— MSCI dan FTSE sedang menilai kualitas serta aksesibilitas pasar modal Indonesia, bukan langsung menilai laju pertumbuhan ekonomi. Hasil review kedua penyusun indeks ini berpotensi memengaruhi persepsi investor terhadap daya tarik pasar domestik sebagai tujuan penempatan modal jangka panjang.

Sejumlah pelaku pasar, khususnya investor institusi dan investor asing, telah mulai mengantisipasi keputusan tersebut. Arus keluar dana asing yang tercatat mendekati hampir Rp 80 triliun sepanjang tahun berjalan menjadi salah satu indikator perhatian pasar.

“Menurut kami, sebagian kekhawatiran tersebut sudah tercermin dalam arus keluar dana asing yang mencapai hampir Rp 80 triliun sepanjang tahun berjalan ini,” ujar Head of Research Kiwoom Sekuritas Indonesia, Liza Camelia Suryanata.

Liza menuturkan pasar kini lebih menaruh perhatian pada potensi perubahan persepsi terhadap Indonesia daripada hanya aspek teknis perubahan indeks. Ia juga menyinggung adanya dugaan front running smart money saat valuasi saham sedang rendah, meski tanpa keterlibatan pelaku asing berlabel resmi.

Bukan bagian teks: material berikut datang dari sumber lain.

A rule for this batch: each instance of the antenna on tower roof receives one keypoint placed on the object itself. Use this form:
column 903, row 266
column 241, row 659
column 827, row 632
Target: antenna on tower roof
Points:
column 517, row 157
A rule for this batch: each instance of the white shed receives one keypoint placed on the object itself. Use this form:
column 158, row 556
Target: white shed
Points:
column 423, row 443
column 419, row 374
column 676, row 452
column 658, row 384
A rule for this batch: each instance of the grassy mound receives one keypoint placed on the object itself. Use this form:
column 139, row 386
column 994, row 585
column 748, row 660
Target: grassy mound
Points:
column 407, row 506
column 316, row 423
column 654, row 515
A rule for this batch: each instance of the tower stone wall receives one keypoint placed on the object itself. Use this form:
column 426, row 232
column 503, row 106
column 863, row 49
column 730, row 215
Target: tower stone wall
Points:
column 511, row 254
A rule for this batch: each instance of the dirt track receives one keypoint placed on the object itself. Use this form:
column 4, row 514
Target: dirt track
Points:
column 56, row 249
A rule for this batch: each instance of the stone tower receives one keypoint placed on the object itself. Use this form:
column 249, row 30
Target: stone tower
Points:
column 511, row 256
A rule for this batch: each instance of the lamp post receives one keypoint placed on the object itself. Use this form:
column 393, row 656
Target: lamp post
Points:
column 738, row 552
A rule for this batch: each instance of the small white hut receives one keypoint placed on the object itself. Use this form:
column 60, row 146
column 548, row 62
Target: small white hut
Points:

“Investor bukan sekadar menunggu apakah Indonesia tetap masuk status emerging market atau tidak, tapi apakah MSCI dan FTSE memberikan catatan tambahan terkait aksesibilitas pasar, kepastian regulasi, perlindungan investor, serta independensi mekanisme pasar,” kata Liza.

Ketiga Isu Utama

Dalam penilaian yang sedang berjalan, terdapat tiga isu utama yang paling berisiko menjadi catatan MSCI dan FTSE terhadap pasar modal Indonesia.

1. Akses Pasar dan Kemudahan Investasi

Isu pertama adalah market accessibility dan ease of investing. Investor asing memperhatikan kemudahan masuk dan keluar pasar, proses transaksi, settlement, praktik short selling, securities lending, serta efisiensi operasional yang mendukung likuiditas.

2. Kepastian Kebijakan

Isu kedua berkaitan dengan predictability of policy. Perubahan kebijakan yang tiba-tiba, minim konsultasi pasar, atau yang dapat mengubah mekanisme pasar secara signifikan dinilai berisiko menurunkan minat investor meski investor global pada dasarnya dapat menerima perubahan kebijakan.

3. Tata Kelola dan Kepercayaan Pasar

Isu ketiga adalah governance dan market confidence. Dalam beberapa bulan terakhir muncul perbincangan mengenai peran negara yang lebih besar di pasar keuangan, termasuk melalui inisiatif kebijakan dan lembaga investasi strategis. Bagi investor asing, yang menjadi fokus utama adalah apakah mekanisme pasar tetap transparan, kompetitif, dan dapat diprediksi.

“Bagi investor asing, yang terpenting bukan siapa pelakunya, melainkan apakah mekanisme pasar tetap transparan, kompetitif, dan dapat diprediksi,” tambah Liza.

Menurut Liza, risiko terbesar dalam konteks review ini lebih berkaitan dengan persepsi terhadap kualitas institusi dan kepastian aturan main, bukan kondisi ekonomi makro semata.